Phil Roth home

How I Learned to Stop Worrying and Love Rotten Tomatoes

Maybe not love it… but use it.

It’s a Friday night and my wife and I are searching for a movie we’re both interested in. I’ve loved using the Metacritic website for a long time, so I’m tapping away on the Movie Finder by Metacritic app on my iPhone. My wife, who doesn’t have brand loyalty when it comes to movie review aggregators, is tapping away on the Movies by Flixster, with Rotten Tomatoes app on her iPad. Every time without fail, she’d get a better result quicker. It was pretty obvious that her app was better. But I refused to switch. I couldn’t support Rotten Tomatoes.

“Why not?”, you may ask. Well when you consider the algorithms that the two sites use to find their final movie score it seems like Metacritic is clearly superior. Rotten Tomatoes evaluates all the reviews it can find and classifies them as either positive or negative. Their final score is simply the percentage of the reviews that are positive. Metacritic converts every review to a score on a scale from 0-100. Their final score is an average of those scores that favors the more influential reviewers.

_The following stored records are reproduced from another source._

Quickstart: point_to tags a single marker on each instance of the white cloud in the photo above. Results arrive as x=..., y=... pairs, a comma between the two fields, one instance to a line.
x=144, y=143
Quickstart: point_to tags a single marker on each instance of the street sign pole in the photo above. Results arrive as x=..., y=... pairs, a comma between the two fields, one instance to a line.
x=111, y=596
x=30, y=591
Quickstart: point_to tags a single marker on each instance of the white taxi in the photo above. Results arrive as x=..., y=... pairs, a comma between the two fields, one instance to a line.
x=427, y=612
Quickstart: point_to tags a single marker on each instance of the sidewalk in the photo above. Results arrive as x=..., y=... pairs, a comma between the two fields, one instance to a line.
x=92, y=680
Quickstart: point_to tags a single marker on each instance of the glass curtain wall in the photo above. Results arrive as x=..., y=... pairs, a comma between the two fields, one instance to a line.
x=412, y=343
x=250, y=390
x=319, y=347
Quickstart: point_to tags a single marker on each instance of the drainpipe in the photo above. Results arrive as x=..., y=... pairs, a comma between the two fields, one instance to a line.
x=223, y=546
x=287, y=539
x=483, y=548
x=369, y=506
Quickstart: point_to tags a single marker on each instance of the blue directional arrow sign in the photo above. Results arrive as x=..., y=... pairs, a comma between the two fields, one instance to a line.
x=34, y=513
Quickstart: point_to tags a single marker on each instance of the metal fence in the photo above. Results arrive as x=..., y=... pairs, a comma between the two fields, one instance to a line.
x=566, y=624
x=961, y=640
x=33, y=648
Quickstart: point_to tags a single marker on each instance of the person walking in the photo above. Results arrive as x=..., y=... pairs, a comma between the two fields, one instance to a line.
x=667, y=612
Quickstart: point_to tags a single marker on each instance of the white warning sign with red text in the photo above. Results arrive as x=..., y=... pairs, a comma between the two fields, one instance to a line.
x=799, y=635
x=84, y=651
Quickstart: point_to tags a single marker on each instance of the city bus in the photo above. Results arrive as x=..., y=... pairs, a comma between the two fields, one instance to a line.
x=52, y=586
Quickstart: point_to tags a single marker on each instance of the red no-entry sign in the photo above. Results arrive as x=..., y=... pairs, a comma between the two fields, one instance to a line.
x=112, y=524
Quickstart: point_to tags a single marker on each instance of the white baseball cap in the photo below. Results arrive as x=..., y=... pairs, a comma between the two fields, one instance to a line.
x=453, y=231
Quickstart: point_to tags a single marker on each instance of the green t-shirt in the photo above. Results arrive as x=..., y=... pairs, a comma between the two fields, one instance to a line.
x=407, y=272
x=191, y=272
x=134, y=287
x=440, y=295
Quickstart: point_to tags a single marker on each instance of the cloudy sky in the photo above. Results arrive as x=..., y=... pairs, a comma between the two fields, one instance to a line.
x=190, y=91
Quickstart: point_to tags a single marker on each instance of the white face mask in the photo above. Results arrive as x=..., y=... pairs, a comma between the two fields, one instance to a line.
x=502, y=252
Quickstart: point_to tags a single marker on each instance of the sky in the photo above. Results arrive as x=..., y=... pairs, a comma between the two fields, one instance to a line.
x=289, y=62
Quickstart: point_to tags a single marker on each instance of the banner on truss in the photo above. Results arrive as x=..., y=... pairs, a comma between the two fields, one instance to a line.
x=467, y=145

To me, when Rotten Tomatoes reduces each review to either positive or negative they are discarding a lot of information. Metacritic is taking a more scientific approach that uses all the information that’s available to them.

So, how do the results of those two approaches compare? Well, I took a look:

Rotten Tomatoes versus Metacritic

In this plot, a dot shows each movie that has a corresponding Rotten Tomatoes and Metacritic score. The dots turn red as more movies pile up on a spot. There’s also a least squares fit plotted that shows a good relationship between the two scores. A couple things jump out. First, the Rotten Tomatoes scores span the whole range from 0 to 100. Very few Metacritic scores drop below 10 or rise above 90. This makes sense as a truly bad movie has a good chance of having absolutely no positive reviews, but it will be almost impossible for every critic to give it their absolutely lowest score.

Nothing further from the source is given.